Time disabused me of that notion, of course. Bob dropped the Bible shtick; I heeded the critics and crawled back through the canon -- Blonde on Blonde, Bringing It All Back Home, Blood on the Tracks. As a true child of the '80s, I never had any idea what the hell Dylan was singing about, but I fell in love with his seagull squawk and the absurd, reckless rhythm of his words -- especially killer lines like ''the sun's not yellow, it's chicken.'' In the end, I wound up with one rock-solid conclusion: Bob Dyl-an likes to confuse people.

This time around, the confusion comes in a strange package: niceness. At its heart, MTV UNPLUGGED is a far more conservative album than Slow Train Coming ever was.

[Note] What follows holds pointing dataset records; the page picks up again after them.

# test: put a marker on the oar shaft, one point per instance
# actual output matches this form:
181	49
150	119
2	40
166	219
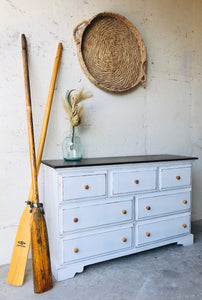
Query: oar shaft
29	118
46	115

Hoping to tantalize the same youngsters who've rescued Neil Young, Johnny Cash, and Tony Bennett from oblivion, Dylan has stocked the disc with chestnuts from the Robert Zimmerman House of Hits -- ''All Along the Watchtower'' (the song Jimi Hendrix did!), ''Knockin' on Heaven's Door'' (the song Guns N' Roses did!), ''Rainy Day Women #12 & #35'' (the ''get stoned'' song!). Zap it into the disc player next to Unplugged platters by Eric Clapton, Nirvana, and 10,000 Maniacs and you've got a perfect toe-tapping soundtrack for a '90s cocktail party.

Not that there's anything wrong with that. Tame as it may be, Unplugged is also Dylan's most listenable record since Oh Mercy, and a fine primer for a generation that doesn't know his music. The band soars, the arrangements percolate with surprises, and best of all, Bob enunciates.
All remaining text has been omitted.